If you SSH in to the various Postgres machines and ip -4 addr show eth0 inside, then perhaps you can distinguish the two continents that way?
(On Debian, ip is in the iproute2 package, and the man page for this sub-command is man ip-address.)
Seems like it’s being sent to the correct machine.
root@e82d921f743508:/# ip -4 addr show eth0
3: eth0: <BROADCAST,MULTICAST,UP,LOWER_UP> mtu 1420 qdisc pfifo_fast state UP group default qlen 1000
inet 172.19.160.66/29 brd 172.19.160.71 scope global eth0
valid_lft forever preferred_lft forever
inet 172.19.160.67/29 brd 172.19.160.71 scope global secondary eth0
valid_lft forever preferred_lft forever
root@e82d921f743508:/# echo $FLY_REGION
ams
I did run the same command on every machine in the cluster just to make sure that the IPv4 address wasn’t like, something that’s always the same or something. Was worried that maybe it was something weird inside the container because of Fly.io stuff usually being IPv6.
I feel like at this point it has to be something with Fly.io’s networking in ams, especially with flycast.

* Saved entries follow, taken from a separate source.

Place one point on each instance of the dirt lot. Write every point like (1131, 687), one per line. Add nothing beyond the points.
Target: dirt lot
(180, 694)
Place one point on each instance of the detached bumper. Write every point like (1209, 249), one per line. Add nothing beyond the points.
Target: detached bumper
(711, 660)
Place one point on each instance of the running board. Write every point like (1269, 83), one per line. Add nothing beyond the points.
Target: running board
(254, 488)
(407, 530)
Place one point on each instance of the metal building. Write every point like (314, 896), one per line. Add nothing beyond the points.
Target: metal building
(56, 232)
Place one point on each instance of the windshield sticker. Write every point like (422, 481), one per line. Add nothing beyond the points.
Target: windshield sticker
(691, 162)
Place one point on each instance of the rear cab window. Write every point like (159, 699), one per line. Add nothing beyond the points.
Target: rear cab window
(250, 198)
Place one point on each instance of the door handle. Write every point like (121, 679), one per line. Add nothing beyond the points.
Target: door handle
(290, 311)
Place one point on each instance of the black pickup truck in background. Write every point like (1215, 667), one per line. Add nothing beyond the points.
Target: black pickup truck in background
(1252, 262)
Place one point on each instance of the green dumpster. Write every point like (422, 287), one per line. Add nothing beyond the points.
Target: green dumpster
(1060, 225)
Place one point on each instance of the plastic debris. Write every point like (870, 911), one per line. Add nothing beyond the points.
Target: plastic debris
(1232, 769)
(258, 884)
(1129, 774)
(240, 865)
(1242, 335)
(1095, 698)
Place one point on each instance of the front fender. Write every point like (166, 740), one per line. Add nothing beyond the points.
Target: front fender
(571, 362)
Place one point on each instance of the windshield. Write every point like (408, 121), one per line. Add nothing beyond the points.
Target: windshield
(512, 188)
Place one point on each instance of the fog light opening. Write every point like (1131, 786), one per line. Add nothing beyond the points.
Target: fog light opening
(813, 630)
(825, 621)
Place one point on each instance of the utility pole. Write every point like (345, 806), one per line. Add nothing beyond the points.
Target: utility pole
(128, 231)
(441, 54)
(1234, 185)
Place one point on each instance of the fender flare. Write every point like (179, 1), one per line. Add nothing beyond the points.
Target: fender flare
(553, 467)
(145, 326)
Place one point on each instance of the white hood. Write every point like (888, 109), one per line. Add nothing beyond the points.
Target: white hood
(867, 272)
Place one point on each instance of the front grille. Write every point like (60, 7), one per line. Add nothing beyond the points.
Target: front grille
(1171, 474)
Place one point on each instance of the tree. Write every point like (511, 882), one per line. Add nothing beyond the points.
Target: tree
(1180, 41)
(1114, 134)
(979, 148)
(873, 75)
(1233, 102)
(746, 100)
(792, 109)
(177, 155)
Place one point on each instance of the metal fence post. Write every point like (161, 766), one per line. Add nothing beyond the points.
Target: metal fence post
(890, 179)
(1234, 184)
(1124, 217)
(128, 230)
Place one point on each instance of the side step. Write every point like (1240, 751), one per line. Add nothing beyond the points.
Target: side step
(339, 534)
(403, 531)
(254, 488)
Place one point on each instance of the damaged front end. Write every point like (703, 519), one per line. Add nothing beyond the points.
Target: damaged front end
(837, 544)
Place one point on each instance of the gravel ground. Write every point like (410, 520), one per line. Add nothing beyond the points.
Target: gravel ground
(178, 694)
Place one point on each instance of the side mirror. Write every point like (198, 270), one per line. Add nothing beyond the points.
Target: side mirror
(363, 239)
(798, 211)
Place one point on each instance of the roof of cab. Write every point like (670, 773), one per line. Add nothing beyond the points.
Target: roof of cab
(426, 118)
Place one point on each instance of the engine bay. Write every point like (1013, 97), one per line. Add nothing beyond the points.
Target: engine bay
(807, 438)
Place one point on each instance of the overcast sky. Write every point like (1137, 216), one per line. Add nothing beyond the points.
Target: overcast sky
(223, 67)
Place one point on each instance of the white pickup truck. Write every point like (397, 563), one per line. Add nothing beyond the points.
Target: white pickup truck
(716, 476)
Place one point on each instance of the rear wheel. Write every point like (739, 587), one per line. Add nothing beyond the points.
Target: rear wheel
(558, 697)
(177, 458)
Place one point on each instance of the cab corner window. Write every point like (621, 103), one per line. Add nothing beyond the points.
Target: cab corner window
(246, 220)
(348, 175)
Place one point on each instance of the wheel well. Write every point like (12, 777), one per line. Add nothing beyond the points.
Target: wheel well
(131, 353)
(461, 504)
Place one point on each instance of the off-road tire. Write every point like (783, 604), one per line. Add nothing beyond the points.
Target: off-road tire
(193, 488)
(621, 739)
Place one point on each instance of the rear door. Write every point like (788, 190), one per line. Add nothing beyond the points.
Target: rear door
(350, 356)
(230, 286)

But even using the .internal address above in ams still had a higher latency compared to using .internal in iad. Nevermind, I just reran this and the response time is the same as in iad. So it’s just something with flycast in ams.
root@e2860e0a563d28:/code# time psql -h "splashcat-db.internal" -p 5433 -c "select state, count(*) from pg_stat_activity group by state" -U postgres
state | count
--------+-------
| 4
active | 1
idle | 8
(3 rows)
real 0m0.048s
user 0m0.031s
sys 0m0.005s
root@e2860e0a563d28:/code# echo $FLY_REGION
ams
I’m guessing the try in the quoted post being slow was either just random luck or it routed it to iad for some reason. Rerunning it several times in a row with ams.splashcat-db.internal is pretty consistently around 0.05s.
Sorry for not really saying thanks sooner >.< I feel like I struggle a lot with knowing when to say it exactly and like, I worry a lot that it’d be weird if I said thanks in like every single post. yeah i don’t know why i wrote this but i did >.< but like really thanks so much for the help with this!!